U.K. Hospital Trials Brain Implant to Treat Parkinson’s
A hospital in the U.K. is the first to implant a brain device to reverse the symptoms of Parkinson’s – and its test patient calls it “amazing.” Surgeons at Southmead Hospital in Bristol, England, are implementing a tiny deep brain stimulation (DBS) device into the skull. An article in Newsweek and provided by Zenger News reported on the project in which the implant overrides the abnormal brain-cell firing patterns caused by Parkinson’s.
Why it’s important – Traditional operations for Parkinson’s involve implanting a reasonably large battery into the chest with wires that run under the skin through to the top of the head. The new DBS system, the smallest that has ever been created, involves a tiny battery system for the device implanted into the skull. It takes just three hours to carry out the new operation, about half the time it used to with the larger battery. For more on technology and Parkinson’s disease, read my post from last week.
Many hospital executives don’t have a digital strategy
Many healthcare organizations are spending a great deal of time on finding new digital solutions, but many aren’t sure about the options they have chosen. That’s a key takeaway from a new report on healthcare technology by Panda Health, a digital marketplace for health systems. The company, which evaluates health vendors to help hospitals find the right partners, was founded by CentraCare, Gundersen Health System, and ThedaCare.

Why it’s important – The hospitals that had digital health strategies found themselves better able to pivot during the COVID-19 pandemic, the report suggested. Hospitals with comprehensive digital plans were more likely to move forward with digital health solutions during the pandemic than those without strategies (71% to 41%).
How Google could own healthcare
Google’s response to the pandemic is a microcosm of how the company intends to lead the entire healthcare industry: helping people stay as healthy as possible through wellness care and managing the journey to receive care when needed.

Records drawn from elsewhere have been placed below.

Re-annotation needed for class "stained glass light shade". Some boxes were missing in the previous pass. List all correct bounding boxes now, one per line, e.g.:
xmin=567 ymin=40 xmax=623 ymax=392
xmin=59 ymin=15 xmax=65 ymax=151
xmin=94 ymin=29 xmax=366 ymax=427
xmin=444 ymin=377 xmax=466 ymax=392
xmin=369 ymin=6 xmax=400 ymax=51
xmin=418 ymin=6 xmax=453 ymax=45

Adam Dorfman reports on Google’s strategy in his article on VentureBeat. Google, like Apple, has an advantage in personal healthcare: a data platform tied to devices. Hardware, though, is the key to Google’s foray into health. Devices, ranging from Chromebooks to Pixel phones to home devices, provide the means for Google users to manage their data and for Google to monetize it. The second part of Google’s healthcare strategy is to own the patient journey to getting care. And here, Google is the undisputed Big Tech leader. The company has positioned itself as the default resource for people to research symptoms and access care. Google influences every phase of the patient journey, from awareness to consideration.
Why it’s important – I’ve written on the challenges Big Tech faces in targeting healthcare earlier. Google will continue to move into healthcare using devices and software/data analytics to expand its reach. Google will also benefit by attracting more advertisers (engagement and volume are like gold to online advertisers).
Researchers create AI model to predict pediatric no-shows
Kat Jercich from Healthcare IT News reports that a team from Boston Children’s Hospital and Yonsei University used local weather information to help forecast the possibility of patients missing scheduled appointments. By adopting a data imputation method for patients with missing information in their records, developing an interpretable approach that explains how a prediction is made, and exploiting local weather information, the team created a model identifying 83% of no-shows at the time of scheduling.

Why it’s important – No-shows cost the industry approximately $150 Billion per year in the U.S. alone. And as the researchers pointed out, “no-shows” can negatively impact patient health and hospital and clinics’ resource utilization. For this study, researchers noted that their model showed minimal predictive performance differences across racial groups. And of course, other health system leaders have pointed out that no-shows can be reduced via different technologies such as telemedicine and patient engagement platforms.